Anneth menghembus nafas kalah dan mengusap lengan Deven beberapa kali. "Iya, aku gak capek-capek kok" tuturnya bersandar manis di lengan Deven. Deven tersenyum hangat mendengar Anneth menuruti titahnya. Bukannya Deven bermaksud keras kepada Anneth, tapi Deven hanya tidak ingin Anneth kenapa-kenapa.

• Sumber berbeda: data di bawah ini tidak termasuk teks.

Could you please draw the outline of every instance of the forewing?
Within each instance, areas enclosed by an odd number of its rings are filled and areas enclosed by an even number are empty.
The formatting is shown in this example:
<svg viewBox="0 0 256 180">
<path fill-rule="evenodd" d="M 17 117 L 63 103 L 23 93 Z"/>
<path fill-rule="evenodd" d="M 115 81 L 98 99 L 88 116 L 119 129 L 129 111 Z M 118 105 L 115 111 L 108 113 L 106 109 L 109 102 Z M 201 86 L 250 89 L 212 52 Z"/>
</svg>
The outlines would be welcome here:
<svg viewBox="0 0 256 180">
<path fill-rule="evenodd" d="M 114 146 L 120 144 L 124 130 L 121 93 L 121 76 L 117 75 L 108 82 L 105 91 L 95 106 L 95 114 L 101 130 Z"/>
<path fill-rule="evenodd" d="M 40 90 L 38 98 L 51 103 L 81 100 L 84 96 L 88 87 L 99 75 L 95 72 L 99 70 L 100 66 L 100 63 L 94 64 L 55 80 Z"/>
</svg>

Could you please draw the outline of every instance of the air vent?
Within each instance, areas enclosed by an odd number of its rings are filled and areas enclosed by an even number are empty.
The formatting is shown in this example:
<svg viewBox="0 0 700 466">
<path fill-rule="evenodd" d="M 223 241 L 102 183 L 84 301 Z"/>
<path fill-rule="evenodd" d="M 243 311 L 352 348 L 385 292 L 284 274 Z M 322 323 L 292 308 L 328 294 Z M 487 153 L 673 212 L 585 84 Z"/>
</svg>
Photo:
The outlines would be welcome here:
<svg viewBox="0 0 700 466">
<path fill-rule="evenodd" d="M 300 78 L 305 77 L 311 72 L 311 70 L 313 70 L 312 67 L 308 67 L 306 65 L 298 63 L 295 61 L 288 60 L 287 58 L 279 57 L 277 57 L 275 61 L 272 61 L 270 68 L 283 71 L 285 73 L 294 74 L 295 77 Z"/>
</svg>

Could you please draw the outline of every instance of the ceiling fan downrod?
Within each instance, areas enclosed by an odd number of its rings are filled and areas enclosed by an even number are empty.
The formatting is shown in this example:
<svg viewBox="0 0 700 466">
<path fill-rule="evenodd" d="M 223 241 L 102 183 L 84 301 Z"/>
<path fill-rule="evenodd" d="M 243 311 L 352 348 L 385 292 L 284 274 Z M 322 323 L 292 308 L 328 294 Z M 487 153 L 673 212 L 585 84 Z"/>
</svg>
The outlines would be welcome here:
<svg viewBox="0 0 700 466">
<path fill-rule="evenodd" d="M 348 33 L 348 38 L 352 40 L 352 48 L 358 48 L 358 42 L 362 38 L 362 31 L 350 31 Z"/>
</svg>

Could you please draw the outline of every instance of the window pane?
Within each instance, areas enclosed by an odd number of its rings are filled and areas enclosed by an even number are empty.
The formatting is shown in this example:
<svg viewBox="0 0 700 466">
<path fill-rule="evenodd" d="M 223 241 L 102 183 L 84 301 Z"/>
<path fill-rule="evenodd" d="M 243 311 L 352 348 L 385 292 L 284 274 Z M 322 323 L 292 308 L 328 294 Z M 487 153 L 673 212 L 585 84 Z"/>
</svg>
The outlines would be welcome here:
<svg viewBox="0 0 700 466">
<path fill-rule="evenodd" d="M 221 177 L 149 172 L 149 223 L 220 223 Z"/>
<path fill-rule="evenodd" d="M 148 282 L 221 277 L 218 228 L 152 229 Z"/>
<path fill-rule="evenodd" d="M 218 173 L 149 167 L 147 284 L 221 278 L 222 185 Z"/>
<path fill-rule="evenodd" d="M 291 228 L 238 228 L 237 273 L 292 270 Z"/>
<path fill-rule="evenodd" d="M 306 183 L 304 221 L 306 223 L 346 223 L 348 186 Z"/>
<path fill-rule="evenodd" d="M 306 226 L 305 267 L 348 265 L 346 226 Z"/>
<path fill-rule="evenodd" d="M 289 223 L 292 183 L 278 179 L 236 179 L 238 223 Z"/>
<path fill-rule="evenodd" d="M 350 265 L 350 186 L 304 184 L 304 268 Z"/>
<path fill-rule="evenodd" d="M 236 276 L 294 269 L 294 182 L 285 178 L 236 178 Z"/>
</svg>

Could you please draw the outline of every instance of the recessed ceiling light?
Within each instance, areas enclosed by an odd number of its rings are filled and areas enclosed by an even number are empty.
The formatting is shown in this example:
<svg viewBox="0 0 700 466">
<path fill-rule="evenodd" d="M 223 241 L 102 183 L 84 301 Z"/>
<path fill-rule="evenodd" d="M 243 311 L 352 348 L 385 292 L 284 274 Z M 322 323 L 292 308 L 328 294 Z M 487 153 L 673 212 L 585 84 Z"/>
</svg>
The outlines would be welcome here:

"Wa, udah dong lo jangan sedih mulu gitu. Berabe nih gue diintrogasi mami pulang-pulang bawa anaknya kek ayam kena tifus" celetuk Deven melirik dari kaca. Refleks saja satu cubitan kuat mengenai perutnya, tentu saja dari Anneth.

"Sakit yaaaang" keluhnya.

"Ya kamu liat dong Uwa masih aja gitu mukanya dari semalem. Gak usah lo pikirin  apa yang dibilang Fatih wa. Kalo lo udah yakin sama Iden yaudah bodo amatin si Fatih, lo fokus menata hubungan lo sama Iden." tegur Deven cukup frontal. Tapi mulut Deven memang memiliki ciri khas ceplas-ceplos jadi seberapa banyak kode dari Anneth tidak ada pengaruhnya.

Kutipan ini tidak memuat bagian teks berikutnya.